October 31, 200817 yr Hey, I am currently running 4.3.2 basic and have the following: parity = 1TB seagate 7200.11 disk1 = 1TB seagate 7200.11 disk2 = 750GB seagate 7200.10 abit ab9 pro celeron 440 2GB ram I want to buy the pro software and setup like this: parity = 1TB seagate 7200.11 disk1 = 1TB seagate 7200.11 disk2 = 1TB seagate 7200.11 disk3 = 1TB seagate 7200.11 disk4 = 750GB seagate 7200.10 cache = 250GB seagate 7200.10 single platter and I want to use shares with the high water level or whatever to automatically spread stuff out over the disks. My current disk1 and disk2 are almost full (about 29Gb and 27GB free respectively) Is there a guide on how I can migrate what I already have into what I want? Any help would be greatly appreciated, I tried to search but I guess I'm not searching for the right things... Thanks.
October 31, 200817 yr Author I am currently running 4.3.2 basic Why aren't you running 4.3.3 ? Ahh, I just have been running this setup without any real issues for a while and hadn't had time to check for an update and play with the server. Last time I updated my usb stick went wonky and I had tons of issues. I will definitely be updating to at least 4.3.3 when I install the new drives.
October 31, 200817 yr There probably hasn't been much written about it, because it is quite straightforward. Your software and setup will look exactly the same, except that limits will be higher and more options will be available, to use when you are ready. Working with User Shares is a little different. One thing that would make it simpler, is to keep everything as it is, instead of moving Disk 2 to Disk 4. User Shares 'hide' which disks are being used. Upgrade (by adding the PRO.KEY to the flash drive and rebooting), enable User Shares, reconfigure your desktop apps to use the User Share paths instead of the direct Disk paths, then add the new disks, and include them in the User Shares. Add the Cache drive at any point, after User Shares are enabled. In general, it is best to make one change at a time, and test it before going on to the next change.
October 31, 200817 yr There probably hasn't been much written about it, because it is quite straightforward. Your software and setup will look exactly the same, except that limits will be higher and more options will be available, to use when you are ready. Working with User Shares is a little different. One thing that would make it simpler, is to keep everything as it is, instead of moving Disk 2 to Disk 4. User Shares 'hide' which disks are being used. Upgrade (by adding the PRO.KEY to the flash drive and rebooting), enable User Shares, reconfigure your desktop apps to use the User Share paths instead of the direct Disk paths, then add the new disks, and include them in the User Shares. Add the Cache drive at any point, after User Shares are enabled. In general, it is best to make one change at a time, and test it before going on to the next change. A user share is automatically created for EVERY top level directory on your existing disks. If you have hundreds of top level directories, each named after a movie, then you will end up with hundreds of user-shares, one per movie.
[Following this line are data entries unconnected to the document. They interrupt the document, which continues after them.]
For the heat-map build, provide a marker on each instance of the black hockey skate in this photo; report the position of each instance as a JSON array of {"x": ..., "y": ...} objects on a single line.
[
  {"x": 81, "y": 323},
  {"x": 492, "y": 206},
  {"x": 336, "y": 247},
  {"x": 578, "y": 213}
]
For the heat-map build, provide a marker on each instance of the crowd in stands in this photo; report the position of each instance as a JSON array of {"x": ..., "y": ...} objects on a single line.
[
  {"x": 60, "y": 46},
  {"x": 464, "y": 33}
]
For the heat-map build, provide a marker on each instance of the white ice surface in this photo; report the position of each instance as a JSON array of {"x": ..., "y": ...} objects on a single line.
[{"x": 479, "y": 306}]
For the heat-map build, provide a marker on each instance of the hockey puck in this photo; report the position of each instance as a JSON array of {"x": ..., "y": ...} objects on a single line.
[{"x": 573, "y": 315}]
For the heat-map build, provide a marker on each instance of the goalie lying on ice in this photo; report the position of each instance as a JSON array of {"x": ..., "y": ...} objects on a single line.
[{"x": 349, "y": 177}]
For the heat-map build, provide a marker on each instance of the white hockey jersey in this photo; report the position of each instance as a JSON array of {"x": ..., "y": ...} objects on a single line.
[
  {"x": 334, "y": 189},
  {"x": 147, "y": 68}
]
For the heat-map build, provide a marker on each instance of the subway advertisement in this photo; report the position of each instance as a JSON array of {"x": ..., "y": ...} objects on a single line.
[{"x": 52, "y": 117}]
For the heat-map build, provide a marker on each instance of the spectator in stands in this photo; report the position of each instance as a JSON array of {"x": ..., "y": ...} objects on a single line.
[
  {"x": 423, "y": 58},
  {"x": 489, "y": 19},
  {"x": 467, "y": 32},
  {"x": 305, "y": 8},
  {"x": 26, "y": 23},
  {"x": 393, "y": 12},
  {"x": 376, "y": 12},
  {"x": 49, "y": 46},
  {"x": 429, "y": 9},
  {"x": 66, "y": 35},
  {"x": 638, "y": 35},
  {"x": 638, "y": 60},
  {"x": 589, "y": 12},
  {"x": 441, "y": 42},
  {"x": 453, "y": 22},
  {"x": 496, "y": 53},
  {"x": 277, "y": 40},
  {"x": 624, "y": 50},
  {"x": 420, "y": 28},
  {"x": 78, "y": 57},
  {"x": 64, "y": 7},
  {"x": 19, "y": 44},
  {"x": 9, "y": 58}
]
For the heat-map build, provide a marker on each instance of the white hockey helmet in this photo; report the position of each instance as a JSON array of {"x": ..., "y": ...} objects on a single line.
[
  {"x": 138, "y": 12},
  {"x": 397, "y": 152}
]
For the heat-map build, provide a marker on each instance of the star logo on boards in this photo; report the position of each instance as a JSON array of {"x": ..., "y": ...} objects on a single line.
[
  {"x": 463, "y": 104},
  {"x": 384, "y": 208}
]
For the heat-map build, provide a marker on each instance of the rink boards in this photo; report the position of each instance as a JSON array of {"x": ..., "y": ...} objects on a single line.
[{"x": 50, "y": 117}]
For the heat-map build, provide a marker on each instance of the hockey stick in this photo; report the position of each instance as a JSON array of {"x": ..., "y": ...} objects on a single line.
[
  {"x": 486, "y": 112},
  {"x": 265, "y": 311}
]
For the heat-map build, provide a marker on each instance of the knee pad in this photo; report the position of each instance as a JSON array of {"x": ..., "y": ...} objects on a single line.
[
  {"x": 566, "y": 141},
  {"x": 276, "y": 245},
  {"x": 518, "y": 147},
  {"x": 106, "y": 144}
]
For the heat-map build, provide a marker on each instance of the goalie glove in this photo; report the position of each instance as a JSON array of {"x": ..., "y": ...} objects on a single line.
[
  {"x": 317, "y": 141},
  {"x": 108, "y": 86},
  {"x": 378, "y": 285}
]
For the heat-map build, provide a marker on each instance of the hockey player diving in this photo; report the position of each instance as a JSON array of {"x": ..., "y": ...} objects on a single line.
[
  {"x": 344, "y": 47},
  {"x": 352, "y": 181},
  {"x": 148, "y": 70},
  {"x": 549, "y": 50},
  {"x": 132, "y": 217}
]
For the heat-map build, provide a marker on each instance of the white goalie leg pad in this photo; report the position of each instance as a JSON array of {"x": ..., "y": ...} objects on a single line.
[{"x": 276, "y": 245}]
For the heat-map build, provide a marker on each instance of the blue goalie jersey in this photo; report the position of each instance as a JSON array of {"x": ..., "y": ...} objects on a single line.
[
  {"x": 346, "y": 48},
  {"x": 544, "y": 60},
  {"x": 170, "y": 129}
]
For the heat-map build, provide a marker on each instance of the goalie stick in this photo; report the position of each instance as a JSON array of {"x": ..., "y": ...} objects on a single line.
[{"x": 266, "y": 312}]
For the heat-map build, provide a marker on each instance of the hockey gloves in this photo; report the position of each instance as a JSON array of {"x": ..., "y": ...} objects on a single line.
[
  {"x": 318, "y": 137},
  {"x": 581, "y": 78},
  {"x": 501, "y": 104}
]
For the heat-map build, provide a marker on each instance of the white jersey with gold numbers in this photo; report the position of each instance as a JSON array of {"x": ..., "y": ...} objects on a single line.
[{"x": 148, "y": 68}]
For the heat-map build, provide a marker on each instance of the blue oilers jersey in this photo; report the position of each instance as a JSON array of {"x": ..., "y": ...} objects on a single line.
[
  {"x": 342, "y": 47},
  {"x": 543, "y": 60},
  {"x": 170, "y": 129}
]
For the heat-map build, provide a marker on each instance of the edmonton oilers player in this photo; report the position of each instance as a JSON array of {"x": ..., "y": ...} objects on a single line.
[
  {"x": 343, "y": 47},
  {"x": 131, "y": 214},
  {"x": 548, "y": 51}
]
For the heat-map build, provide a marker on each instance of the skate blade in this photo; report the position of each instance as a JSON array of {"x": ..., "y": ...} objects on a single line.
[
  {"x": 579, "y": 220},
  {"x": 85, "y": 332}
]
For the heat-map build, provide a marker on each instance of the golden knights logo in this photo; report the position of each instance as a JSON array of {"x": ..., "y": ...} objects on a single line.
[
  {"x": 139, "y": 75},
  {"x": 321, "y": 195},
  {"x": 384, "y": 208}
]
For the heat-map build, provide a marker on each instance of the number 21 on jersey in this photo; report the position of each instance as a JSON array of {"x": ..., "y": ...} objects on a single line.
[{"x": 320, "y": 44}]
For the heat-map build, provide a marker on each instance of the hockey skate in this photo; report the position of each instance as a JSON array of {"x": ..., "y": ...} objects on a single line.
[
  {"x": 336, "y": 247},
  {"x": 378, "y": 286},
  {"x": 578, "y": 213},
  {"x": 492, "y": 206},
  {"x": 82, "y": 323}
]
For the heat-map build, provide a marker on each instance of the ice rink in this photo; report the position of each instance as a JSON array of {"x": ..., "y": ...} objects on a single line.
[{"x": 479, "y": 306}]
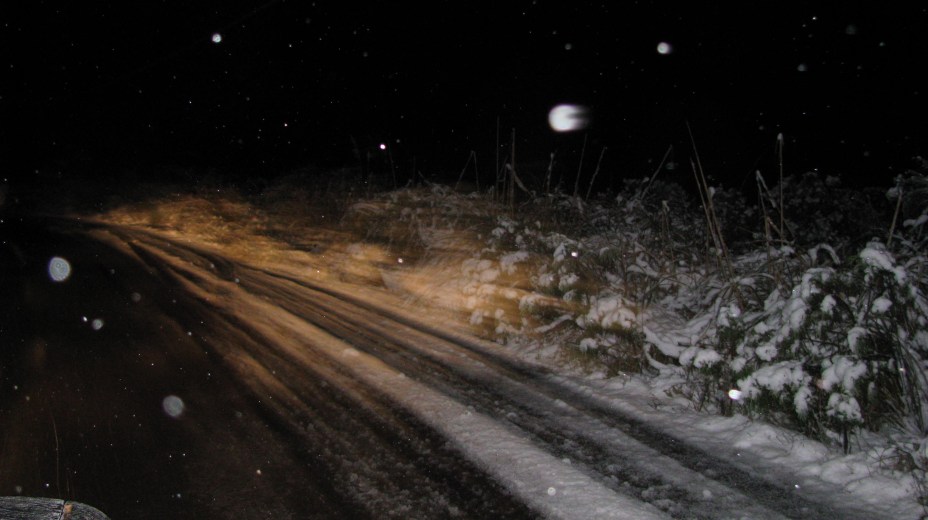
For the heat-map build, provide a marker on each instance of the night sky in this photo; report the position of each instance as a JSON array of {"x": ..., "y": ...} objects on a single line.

It might even crash your server as each user-share takes up memory and it needs more memory than you have... Before you enable user shares, on each of your disks, make a few "top level" directories and move your content into them For example, on my server, I have top level folders of "Movies", "Pictures", "Mp3", and "data" under then are the various files for my media, etc. Under user-shares I configure the "data" folder as "hidden" so it does not show up on my media players. If your media is spread across all your physical disks, make a similar named folder on each... In other words, a top level folder of disk1/Movies, disk2/Movies, disk3/Movies ... When you enable user-shares, all the contents of all the "Movies" folders will be presented in a user-share named "Movies" Joe L.